Lalu sayup-sayup dari ujung laut utara terdengar gemuruh, burung menetaskan telur. Riuh seluruh bumi! Sementara di sini? Ramai oleh perang, saling menindas antar sesama. Penyakit bermunculan di sana-sini. Lalu keturunan kita mengamuk. Mengamuk tanpa aturan. Banyak yang mati tanpa dosa, jelas-jelas musuh dijadikan teman, yang jelas-jelas teman dijadikan musuh. Mendadak banyak pemimpin dengan caranya sendiri. Yang bingung semakin bingung. Banyak anak kecil sudah menjadi bapa. Yang mengamuk tambah berkuasa, mengamuk tanpa pandang bulu. Yang Putih dihancurkan, yang Hitam diusir. Kepulauan ini semakin kacau, sebab banyak yang mengamuk, tidak beda dengan tawon, hanya karena dirusak sarangnya. seluruh nusa dihancurkan dan dikejar. Tetapi… ada yang menghentikan, yang menghentikan adalah orang sebrang.
Lalu berdiri lagi penguasa yang berasal dari orang biasa. Tapi memang keturunan penguasa dahulu kala dan ibunya adalah seorang putri Pulau Dewata. Karena jelas keturunan penguasa, penguasa baru susah dianiaya! Semenjak itu berganti lagi jaman. Ganti jaman ganti cerita! Kapan? Tidak lama, setelah bulan muncul di siang hari, disusul oleh lewatnya komet yang terang benderang. Di bekas negara kita, berdiri lagi sebuah negara.

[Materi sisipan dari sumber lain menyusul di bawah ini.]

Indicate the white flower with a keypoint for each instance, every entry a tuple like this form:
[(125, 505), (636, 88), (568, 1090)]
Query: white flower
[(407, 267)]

Negara di dalam negara dan pemimpinnya bukan keturunan Pajajaran.
Lalu akan ada penguasa, tapi penguasa yang mendirikan benteng yang tidak
boleh dibuka, yang mendirikan pintu yang tidak boleh ditutup, membuat
pancuran ditengah jalan, memelihara elang dipohon beringin. Memang
penguasa buta! Bukan buta pemaksa, tetapi buta tidak melihat, segala
penyakit dan penderitaan, penjahat juga pencuri menggerogoti rakyat yang
sudah susah. Sekalinya ada yang berani mengingatkan, yang diburu
bukanlah penderitaan itu semua tetapi orang yang mengingatkannya.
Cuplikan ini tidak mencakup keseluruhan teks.